- Born: 1838 Dundee, Scotland
- Died: 28 August 1916 (aged 78) Abingdon, England
- Education: St John's College, Oxford
- Known for: Mathematics of the rate of chemical change
- Scientific career
- Workplaces: University of Oxford

= William Esson =

British mathematician

William Esson, FRS (17 May 1838 – 28 August 1916) was a British mathematician.

==Early life==
He was born in Carnoustie, Scotland.

Esson attended St John's College, Oxford.

==Career==
He then became a Fellow of Merton College. In 1892, he became the Savilian Professor of Geometry at the University of Oxford, based at New College. He worked on problems in chemistry with Augustus George Vernon Harcourt.

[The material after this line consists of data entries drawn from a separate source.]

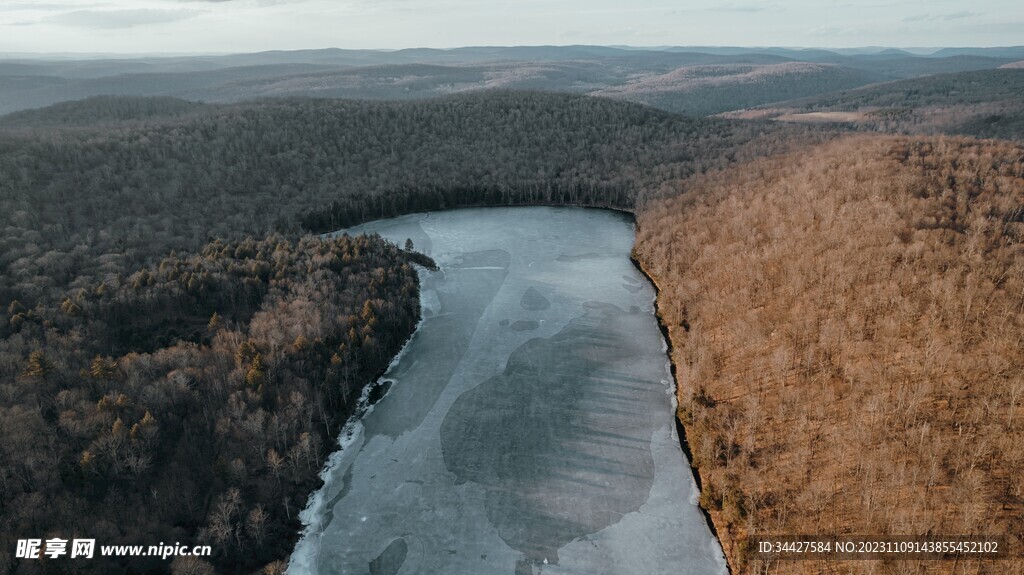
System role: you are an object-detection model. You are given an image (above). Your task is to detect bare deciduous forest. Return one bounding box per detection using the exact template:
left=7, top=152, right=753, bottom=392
left=0, top=87, right=1024, bottom=574
left=635, top=137, right=1024, bottom=574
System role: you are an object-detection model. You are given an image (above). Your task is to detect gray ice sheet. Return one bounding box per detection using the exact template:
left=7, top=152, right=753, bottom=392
left=289, top=208, right=726, bottom=575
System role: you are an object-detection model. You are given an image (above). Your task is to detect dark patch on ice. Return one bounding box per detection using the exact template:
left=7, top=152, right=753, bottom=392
left=364, top=250, right=512, bottom=443
left=555, top=252, right=604, bottom=262
left=370, top=538, right=409, bottom=575
left=440, top=302, right=664, bottom=560
left=367, top=380, right=394, bottom=405
left=321, top=466, right=352, bottom=532
left=519, top=288, right=551, bottom=311
left=512, top=319, right=541, bottom=331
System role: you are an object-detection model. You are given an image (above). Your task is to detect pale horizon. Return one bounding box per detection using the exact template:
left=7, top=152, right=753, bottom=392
left=0, top=0, right=1024, bottom=55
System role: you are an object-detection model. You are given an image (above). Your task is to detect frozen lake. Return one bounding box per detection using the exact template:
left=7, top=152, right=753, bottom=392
left=289, top=208, right=726, bottom=575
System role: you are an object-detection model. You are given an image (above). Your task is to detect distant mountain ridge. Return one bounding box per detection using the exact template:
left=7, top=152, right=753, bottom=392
left=0, top=45, right=1024, bottom=115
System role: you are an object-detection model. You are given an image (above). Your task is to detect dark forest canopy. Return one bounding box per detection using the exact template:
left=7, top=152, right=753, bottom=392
left=0, top=230, right=419, bottom=574
left=0, top=92, right=820, bottom=303
left=0, top=92, right=825, bottom=573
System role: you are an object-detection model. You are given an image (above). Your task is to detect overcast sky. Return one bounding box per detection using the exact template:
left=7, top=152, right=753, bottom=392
left=0, top=0, right=1024, bottom=53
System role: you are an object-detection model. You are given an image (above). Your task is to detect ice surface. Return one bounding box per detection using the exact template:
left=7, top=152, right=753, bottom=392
left=289, top=208, right=726, bottom=575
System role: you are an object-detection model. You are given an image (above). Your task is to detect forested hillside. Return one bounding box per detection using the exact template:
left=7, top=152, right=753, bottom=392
left=0, top=92, right=825, bottom=573
left=0, top=92, right=820, bottom=303
left=725, top=68, right=1024, bottom=141
left=635, top=136, right=1024, bottom=574
left=0, top=230, right=419, bottom=574
left=0, top=87, right=1024, bottom=573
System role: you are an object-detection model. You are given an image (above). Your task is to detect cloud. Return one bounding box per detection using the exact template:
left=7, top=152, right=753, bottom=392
left=45, top=8, right=203, bottom=30
left=902, top=10, right=984, bottom=23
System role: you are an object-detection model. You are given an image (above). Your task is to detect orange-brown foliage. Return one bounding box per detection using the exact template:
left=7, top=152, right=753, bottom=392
left=636, top=136, right=1024, bottom=573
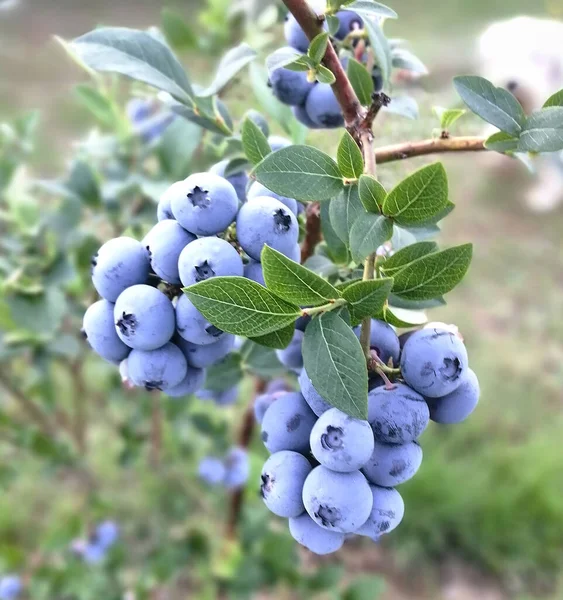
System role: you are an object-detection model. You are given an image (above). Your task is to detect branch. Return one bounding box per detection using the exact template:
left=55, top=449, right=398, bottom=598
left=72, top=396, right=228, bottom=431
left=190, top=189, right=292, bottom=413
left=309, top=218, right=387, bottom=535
left=301, top=202, right=322, bottom=263
left=227, top=377, right=266, bottom=539
left=375, top=136, right=486, bottom=164
left=283, top=0, right=365, bottom=129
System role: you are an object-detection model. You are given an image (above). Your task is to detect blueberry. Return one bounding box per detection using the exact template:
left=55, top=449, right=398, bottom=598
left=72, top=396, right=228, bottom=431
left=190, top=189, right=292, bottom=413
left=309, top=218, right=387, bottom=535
left=165, top=365, right=205, bottom=398
left=224, top=447, right=250, bottom=490
left=401, top=328, right=468, bottom=398
left=82, top=300, right=131, bottom=363
left=143, top=219, right=196, bottom=284
left=305, top=83, right=344, bottom=129
left=248, top=181, right=297, bottom=215
left=156, top=181, right=186, bottom=221
left=178, top=237, right=244, bottom=286
left=95, top=521, right=119, bottom=548
left=362, top=442, right=422, bottom=487
left=195, top=385, right=239, bottom=406
left=276, top=329, right=304, bottom=373
left=176, top=294, right=225, bottom=346
left=298, top=368, right=332, bottom=417
left=198, top=456, right=227, bottom=485
left=244, top=259, right=266, bottom=287
left=310, top=408, right=374, bottom=473
left=171, top=173, right=238, bottom=235
left=92, top=237, right=150, bottom=302
left=289, top=513, right=344, bottom=554
left=113, top=285, right=176, bottom=350
left=0, top=575, right=22, bottom=600
left=270, top=67, right=314, bottom=106
left=304, top=466, right=373, bottom=533
left=370, top=319, right=401, bottom=366
left=356, top=485, right=405, bottom=538
left=262, top=392, right=315, bottom=453
left=268, top=135, right=291, bottom=152
left=174, top=333, right=235, bottom=369
left=368, top=383, right=430, bottom=444
left=334, top=10, right=364, bottom=40
left=291, top=104, right=322, bottom=129
left=260, top=450, right=311, bottom=517
left=426, top=368, right=480, bottom=425
left=254, top=392, right=283, bottom=424
left=209, top=159, right=248, bottom=202
left=127, top=342, right=188, bottom=392
left=237, top=196, right=299, bottom=261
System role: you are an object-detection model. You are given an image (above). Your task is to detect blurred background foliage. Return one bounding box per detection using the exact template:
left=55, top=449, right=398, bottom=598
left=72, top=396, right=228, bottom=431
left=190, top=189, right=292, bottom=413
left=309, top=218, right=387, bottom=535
left=0, top=0, right=563, bottom=600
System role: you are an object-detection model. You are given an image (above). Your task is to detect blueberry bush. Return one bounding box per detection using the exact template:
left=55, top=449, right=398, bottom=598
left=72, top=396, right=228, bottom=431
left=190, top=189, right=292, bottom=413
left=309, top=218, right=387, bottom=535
left=0, top=0, right=563, bottom=599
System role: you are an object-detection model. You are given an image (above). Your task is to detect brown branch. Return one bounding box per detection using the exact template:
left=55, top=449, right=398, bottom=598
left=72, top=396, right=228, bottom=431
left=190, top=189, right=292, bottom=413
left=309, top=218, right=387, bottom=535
left=283, top=0, right=365, bottom=130
left=227, top=377, right=266, bottom=539
left=0, top=371, right=57, bottom=439
left=375, top=136, right=486, bottom=164
left=301, top=202, right=323, bottom=263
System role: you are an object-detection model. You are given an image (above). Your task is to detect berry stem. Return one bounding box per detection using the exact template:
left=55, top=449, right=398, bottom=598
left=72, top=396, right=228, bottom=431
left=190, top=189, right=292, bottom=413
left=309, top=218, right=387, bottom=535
left=227, top=377, right=266, bottom=540
left=375, top=136, right=487, bottom=164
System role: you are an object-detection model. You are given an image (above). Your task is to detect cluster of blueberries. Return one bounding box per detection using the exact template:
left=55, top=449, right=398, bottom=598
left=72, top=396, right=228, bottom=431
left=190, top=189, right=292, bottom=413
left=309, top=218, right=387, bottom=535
left=255, top=320, right=479, bottom=554
left=83, top=137, right=301, bottom=398
left=269, top=10, right=383, bottom=129
left=71, top=521, right=119, bottom=564
left=0, top=575, right=23, bottom=600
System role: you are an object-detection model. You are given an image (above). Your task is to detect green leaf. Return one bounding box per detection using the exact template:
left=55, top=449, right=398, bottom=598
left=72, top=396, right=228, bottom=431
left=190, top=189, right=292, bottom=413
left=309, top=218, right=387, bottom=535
left=322, top=200, right=348, bottom=262
left=198, top=43, right=257, bottom=97
left=383, top=162, right=448, bottom=225
left=161, top=8, right=197, bottom=50
left=347, top=57, right=375, bottom=106
left=350, top=213, right=393, bottom=262
left=240, top=340, right=285, bottom=378
left=346, top=0, right=397, bottom=19
left=518, top=106, right=563, bottom=152
left=204, top=352, right=244, bottom=392
left=241, top=118, right=272, bottom=165
left=260, top=246, right=340, bottom=306
left=307, top=31, right=328, bottom=65
left=485, top=131, right=518, bottom=152
left=362, top=18, right=392, bottom=83
left=392, top=48, right=428, bottom=75
left=432, top=106, right=466, bottom=131
left=315, top=65, right=336, bottom=85
left=303, top=312, right=367, bottom=419
left=382, top=242, right=438, bottom=277
left=358, top=175, right=387, bottom=213
left=382, top=244, right=473, bottom=300
left=376, top=306, right=428, bottom=328
left=249, top=323, right=295, bottom=350
left=158, top=119, right=203, bottom=181
left=254, top=146, right=344, bottom=202
left=73, top=83, right=116, bottom=127
left=543, top=90, right=563, bottom=108
left=266, top=46, right=309, bottom=75
left=184, top=277, right=301, bottom=337
left=69, top=27, right=193, bottom=104
left=336, top=130, right=364, bottom=179
left=342, top=278, right=393, bottom=325
left=329, top=185, right=366, bottom=245
left=454, top=75, right=526, bottom=136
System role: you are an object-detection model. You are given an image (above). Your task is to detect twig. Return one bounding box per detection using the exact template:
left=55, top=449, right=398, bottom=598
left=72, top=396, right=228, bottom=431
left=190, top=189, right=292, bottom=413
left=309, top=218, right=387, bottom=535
left=375, top=136, right=486, bottom=165
left=227, top=377, right=266, bottom=539
left=301, top=202, right=322, bottom=263
left=0, top=371, right=57, bottom=439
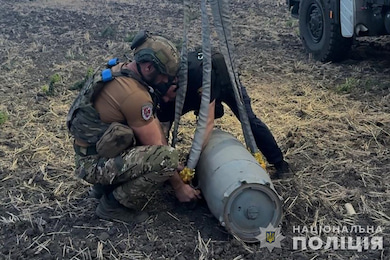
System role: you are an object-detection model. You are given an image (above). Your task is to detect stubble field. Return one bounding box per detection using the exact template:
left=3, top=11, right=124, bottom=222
left=0, top=0, right=390, bottom=260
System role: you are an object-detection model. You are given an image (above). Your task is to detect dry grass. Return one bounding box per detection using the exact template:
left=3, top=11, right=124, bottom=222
left=0, top=1, right=390, bottom=259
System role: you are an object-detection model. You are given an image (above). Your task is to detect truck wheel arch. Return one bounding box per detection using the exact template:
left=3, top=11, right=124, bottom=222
left=299, top=0, right=352, bottom=62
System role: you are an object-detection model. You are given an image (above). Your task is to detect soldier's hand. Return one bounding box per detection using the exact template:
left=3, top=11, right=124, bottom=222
left=175, top=183, right=202, bottom=202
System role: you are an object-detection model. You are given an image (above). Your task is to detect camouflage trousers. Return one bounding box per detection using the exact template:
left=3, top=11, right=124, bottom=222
left=75, top=145, right=179, bottom=210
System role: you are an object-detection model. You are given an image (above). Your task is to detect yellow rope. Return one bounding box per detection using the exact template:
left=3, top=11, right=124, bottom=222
left=253, top=152, right=266, bottom=170
left=179, top=167, right=195, bottom=183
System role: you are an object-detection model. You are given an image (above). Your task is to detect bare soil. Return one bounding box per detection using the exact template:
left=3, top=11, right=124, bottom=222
left=0, top=0, right=390, bottom=260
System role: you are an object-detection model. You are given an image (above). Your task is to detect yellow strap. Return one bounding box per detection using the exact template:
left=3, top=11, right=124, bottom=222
left=179, top=167, right=195, bottom=183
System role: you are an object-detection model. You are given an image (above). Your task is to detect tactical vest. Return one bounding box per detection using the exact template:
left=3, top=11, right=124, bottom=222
left=66, top=58, right=157, bottom=145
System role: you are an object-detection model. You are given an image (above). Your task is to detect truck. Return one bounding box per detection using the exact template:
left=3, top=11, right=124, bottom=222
left=286, top=0, right=390, bottom=62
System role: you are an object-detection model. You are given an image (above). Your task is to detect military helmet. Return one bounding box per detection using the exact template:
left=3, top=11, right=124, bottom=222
left=131, top=31, right=180, bottom=77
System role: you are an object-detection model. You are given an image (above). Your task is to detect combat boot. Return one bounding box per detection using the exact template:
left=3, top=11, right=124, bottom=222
left=89, top=183, right=117, bottom=199
left=96, top=193, right=149, bottom=224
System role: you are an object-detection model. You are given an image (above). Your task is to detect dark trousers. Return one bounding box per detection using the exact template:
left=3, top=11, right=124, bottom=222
left=216, top=86, right=283, bottom=164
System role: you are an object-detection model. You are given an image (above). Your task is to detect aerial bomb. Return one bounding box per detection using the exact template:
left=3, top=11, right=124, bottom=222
left=196, top=129, right=282, bottom=242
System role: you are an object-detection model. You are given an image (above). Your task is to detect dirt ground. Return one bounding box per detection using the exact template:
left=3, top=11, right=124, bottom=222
left=0, top=0, right=390, bottom=260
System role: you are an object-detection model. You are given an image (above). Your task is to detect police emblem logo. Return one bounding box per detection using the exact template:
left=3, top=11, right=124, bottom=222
left=141, top=104, right=153, bottom=121
left=265, top=231, right=275, bottom=244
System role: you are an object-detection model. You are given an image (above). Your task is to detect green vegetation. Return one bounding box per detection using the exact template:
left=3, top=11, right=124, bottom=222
left=100, top=26, right=116, bottom=38
left=0, top=110, right=8, bottom=125
left=125, top=32, right=137, bottom=43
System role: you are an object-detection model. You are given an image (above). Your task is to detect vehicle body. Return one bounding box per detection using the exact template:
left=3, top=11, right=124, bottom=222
left=286, top=0, right=390, bottom=62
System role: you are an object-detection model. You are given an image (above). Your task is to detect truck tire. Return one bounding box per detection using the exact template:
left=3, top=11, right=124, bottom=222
left=299, top=0, right=352, bottom=62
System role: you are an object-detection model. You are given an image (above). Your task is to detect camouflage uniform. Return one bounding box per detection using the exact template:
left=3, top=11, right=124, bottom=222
left=76, top=145, right=179, bottom=210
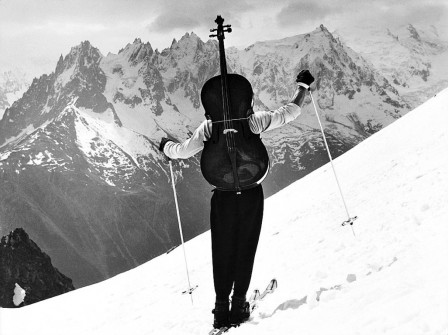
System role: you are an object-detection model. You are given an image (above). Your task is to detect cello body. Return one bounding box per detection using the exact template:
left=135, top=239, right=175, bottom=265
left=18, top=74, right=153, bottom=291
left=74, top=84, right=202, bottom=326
left=201, top=16, right=269, bottom=192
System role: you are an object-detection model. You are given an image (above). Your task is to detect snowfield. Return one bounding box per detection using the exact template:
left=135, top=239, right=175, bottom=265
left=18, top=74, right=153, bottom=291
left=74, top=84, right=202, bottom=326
left=0, top=89, right=448, bottom=335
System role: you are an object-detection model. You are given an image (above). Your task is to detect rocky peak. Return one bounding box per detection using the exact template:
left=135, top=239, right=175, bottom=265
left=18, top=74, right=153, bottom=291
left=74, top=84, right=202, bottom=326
left=0, top=228, right=75, bottom=308
left=407, top=24, right=421, bottom=42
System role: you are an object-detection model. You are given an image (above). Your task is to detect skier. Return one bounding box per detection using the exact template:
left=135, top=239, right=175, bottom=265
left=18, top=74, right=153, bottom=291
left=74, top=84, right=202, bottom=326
left=159, top=70, right=314, bottom=328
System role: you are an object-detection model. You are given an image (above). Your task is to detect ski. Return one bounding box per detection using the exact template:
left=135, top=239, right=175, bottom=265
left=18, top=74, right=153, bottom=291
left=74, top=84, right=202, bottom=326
left=208, top=278, right=278, bottom=335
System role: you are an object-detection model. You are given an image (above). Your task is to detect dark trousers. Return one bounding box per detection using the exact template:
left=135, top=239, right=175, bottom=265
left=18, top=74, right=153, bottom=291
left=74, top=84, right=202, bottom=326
left=210, top=185, right=264, bottom=300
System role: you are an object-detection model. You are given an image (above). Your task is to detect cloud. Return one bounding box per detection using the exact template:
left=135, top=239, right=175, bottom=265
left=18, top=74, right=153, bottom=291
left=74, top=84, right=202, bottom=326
left=148, top=0, right=254, bottom=32
left=276, top=0, right=448, bottom=28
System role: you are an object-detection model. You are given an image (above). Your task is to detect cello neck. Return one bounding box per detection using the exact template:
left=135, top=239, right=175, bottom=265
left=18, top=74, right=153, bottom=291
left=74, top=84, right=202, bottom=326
left=210, top=15, right=232, bottom=77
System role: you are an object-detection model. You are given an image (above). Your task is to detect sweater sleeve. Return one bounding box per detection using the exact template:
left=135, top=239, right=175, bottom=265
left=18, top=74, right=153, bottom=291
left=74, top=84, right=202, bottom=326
left=163, top=120, right=211, bottom=159
left=249, top=103, right=302, bottom=134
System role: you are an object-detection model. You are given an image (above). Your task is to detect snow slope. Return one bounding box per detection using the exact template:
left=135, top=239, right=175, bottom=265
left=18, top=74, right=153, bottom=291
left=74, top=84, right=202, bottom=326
left=1, top=89, right=448, bottom=335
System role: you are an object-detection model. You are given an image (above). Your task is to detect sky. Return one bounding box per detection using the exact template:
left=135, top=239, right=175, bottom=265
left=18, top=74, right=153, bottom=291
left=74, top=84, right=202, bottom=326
left=0, top=0, right=448, bottom=76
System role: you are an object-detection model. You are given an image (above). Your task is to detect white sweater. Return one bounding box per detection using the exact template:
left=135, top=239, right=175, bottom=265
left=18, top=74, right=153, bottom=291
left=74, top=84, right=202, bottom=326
left=163, top=103, right=301, bottom=159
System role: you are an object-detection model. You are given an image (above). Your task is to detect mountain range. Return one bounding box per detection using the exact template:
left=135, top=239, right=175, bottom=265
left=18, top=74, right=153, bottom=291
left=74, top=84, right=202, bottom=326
left=0, top=25, right=446, bottom=287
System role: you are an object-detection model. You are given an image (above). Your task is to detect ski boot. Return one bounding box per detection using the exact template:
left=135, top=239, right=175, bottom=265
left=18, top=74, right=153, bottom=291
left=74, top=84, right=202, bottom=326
left=212, top=300, right=229, bottom=329
left=230, top=296, right=250, bottom=327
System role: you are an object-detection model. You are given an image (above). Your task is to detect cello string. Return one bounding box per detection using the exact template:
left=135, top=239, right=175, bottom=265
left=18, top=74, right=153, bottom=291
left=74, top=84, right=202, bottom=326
left=212, top=116, right=249, bottom=123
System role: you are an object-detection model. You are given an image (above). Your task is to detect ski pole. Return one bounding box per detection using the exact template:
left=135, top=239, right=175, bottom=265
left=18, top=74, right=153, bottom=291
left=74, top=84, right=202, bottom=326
left=169, top=159, right=196, bottom=303
left=308, top=89, right=358, bottom=237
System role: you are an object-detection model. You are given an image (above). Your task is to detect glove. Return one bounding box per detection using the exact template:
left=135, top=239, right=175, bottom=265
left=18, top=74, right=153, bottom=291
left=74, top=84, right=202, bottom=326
left=159, top=137, right=174, bottom=154
left=296, top=70, right=314, bottom=86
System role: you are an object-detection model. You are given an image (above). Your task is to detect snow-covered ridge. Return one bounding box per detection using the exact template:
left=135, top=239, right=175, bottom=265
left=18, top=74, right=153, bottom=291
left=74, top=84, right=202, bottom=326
left=2, top=84, right=448, bottom=335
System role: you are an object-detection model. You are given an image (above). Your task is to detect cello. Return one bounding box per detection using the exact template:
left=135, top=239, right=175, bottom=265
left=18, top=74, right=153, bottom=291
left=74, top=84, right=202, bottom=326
left=201, top=15, right=269, bottom=193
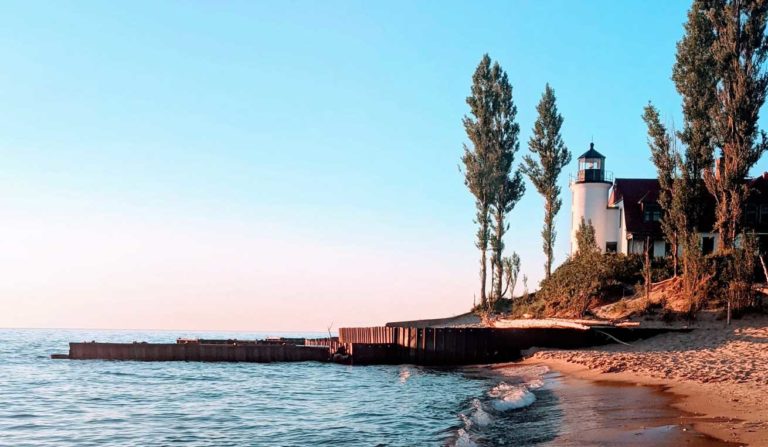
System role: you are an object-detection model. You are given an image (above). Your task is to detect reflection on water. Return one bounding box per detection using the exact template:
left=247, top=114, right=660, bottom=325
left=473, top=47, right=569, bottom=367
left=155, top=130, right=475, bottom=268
left=0, top=330, right=732, bottom=446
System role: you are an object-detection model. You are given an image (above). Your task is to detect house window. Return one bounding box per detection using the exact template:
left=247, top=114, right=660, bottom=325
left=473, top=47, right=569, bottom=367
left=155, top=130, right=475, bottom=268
left=701, top=236, right=715, bottom=255
left=643, top=203, right=661, bottom=222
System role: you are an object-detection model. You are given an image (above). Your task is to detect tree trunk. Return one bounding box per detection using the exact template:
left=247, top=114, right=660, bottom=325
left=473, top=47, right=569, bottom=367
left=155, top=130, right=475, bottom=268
left=544, top=197, right=554, bottom=279
left=480, top=238, right=488, bottom=308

In 1869 he was elected a Fellow of the Royal Society and in 1895 delivered, jointly with Harcourt, their Bakerian Lecture on the Laws of Connexion between the Conditions of a Chemical Change and its Amount. III. Further Researches on the Reaction of Hydrogen Dioxide and Hydrogen Iodide.

He was on the governing body of Abingdon School until 1900.

==Personal life==
In 1874, Esson leased 13 Bradmore Road in North Oxford. He died in Abingdon, England.